Aric Sigman, who advises the NHS on children and drinking, and has written a book about the issue, Alcohol Nation, said that parents were too happy to ignore the addictive qualities of alcohol as they would drugs, and said that even small amounts of alcohol at a young age can cause addiction.

He said: “Britain has been living under a misconception about not becoming addictive to what is a highly addictive substance.  “Parents have this idea that you can somehow override the addictive qualities simply because alcohol is something adults enjoy and like to share.

“Those who drink between the ages of 14 and 16 are four times more likely to become alcoholics or experience problems.   “Aside from any moral argument, this is a purely a physiological one. Children are very different physiologically to adults in terms of damage to cells and tissue. We know this in relation to skin cancer, cervical cancer, other addictive substances; alcohol is no different.   “Parental disapproval is brilliant for child sobriety.
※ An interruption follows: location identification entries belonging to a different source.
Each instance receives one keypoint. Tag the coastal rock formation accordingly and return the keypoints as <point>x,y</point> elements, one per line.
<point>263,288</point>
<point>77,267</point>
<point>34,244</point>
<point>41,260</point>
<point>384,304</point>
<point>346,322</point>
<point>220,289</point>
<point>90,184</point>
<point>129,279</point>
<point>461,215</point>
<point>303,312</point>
There is a myth that banning your children will turn them into drinkers later. It won’t, and parents should not be conned into discussing their fears.”

Jeremy Todd, Chief Executive of the charity Family Lives, said: “A balance has to be made between whether parents feel comfortable about introducing alcohol to their children in safe environment such as the home, or whether they trust that their children will only drink alcohol once they have reached the legal age.

Ultimately parents know their children and will need to make a judgement call about when and if to introduce their child to alcohol. Equipping parents with the tools to ensure they can talk effectively with their children is the best way of preventing children excessively experimenting and can prevent later problems in teenage and adult life.”

The findings of the Yale research are due to be published in the journal Alcoholism: Clinical & Experimental Research.